In contrast, some people think at very abstract levels. According to Jaccard and Jacoby, remaining at abstract levels may “obscure important distinctions that should be made” (p. 56), distinctions that can be identified when one moves from abstractions to specific instances of the phenomenon under study. This would be the case of a theorist who theorizes that institutional pressures (Scott, 2008) explain software project managers’ enactment of project risk management practices. Although this is an interesting proposition, it is too general. Moving to the concrete level might help the theorist draw a more finely grained portrait of institutional pressures, which might include practices advocated by project management professional associations, practices that are enforced by quasi-laws (such as the project risk management practices enforced by the Basel agreements), and practices that have developed within an organization and are now part of the organization’s culture. Moving back to an abstract level would result in the proposition that the institutional pressures emerging from the three main institutional pillars—normative, regulative, and cultural-cognitive (Scott, 2008)—may influence project managers’ enactment of risk management practices, hence providing a richer and more convincing explanation.

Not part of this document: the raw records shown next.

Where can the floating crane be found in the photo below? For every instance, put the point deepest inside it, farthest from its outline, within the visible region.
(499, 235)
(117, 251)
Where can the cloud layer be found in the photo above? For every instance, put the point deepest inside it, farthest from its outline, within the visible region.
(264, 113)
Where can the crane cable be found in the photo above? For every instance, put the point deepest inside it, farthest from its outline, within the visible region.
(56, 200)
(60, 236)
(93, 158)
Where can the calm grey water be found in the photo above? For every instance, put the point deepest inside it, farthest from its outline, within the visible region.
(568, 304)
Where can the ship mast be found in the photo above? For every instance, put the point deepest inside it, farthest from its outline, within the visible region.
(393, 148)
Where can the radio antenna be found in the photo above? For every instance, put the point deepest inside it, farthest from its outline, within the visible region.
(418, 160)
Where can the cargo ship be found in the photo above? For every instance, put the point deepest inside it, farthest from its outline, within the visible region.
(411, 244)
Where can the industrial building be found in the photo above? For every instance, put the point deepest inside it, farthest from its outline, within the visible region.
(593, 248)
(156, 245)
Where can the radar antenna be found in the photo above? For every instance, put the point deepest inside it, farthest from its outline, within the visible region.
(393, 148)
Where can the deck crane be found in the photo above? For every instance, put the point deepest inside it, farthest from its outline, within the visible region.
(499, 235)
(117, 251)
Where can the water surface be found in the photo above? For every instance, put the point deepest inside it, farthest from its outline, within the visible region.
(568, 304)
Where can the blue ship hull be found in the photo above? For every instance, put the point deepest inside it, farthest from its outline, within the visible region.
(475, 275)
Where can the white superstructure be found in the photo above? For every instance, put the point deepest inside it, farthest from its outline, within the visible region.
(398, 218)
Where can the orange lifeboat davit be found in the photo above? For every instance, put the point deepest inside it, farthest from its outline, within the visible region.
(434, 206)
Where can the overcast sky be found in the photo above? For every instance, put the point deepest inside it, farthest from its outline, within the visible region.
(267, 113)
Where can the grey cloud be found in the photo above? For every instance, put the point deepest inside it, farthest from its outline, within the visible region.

Example 2—Focus on processes or focus on variables
Most theoretical models developed in the IS domain are either variance or process models. As a way to foster the imagination of variance theorists, Jaccard and Jacoby suggest that they think about their phenomena of interest in terms of processes rather than variables. They suggest a strategy for invoking process perspectives by changing nouns into verbs. This would be the case, for instance, if someone started thinking about IT adoption in terms of adopting IT. Instead of theorizing on user, technology, or environment attributes that can lead to a certain degree of adoption, the theorist might reflect upon the stages in adopting a technology. Conversely, Jaccard and Jacoby suggest that for those who are accustomed to thinking in terms of processes, thinking in terms of variables might be more fruitful. They refer to Abbot and Alexander (2004), who proposed the heuristic of “[. . .] ‘stopping the clock’. The idea is to ‘freeze’ the process at a given point in time and then describe the system in detail at the frozen moment” (p. 55).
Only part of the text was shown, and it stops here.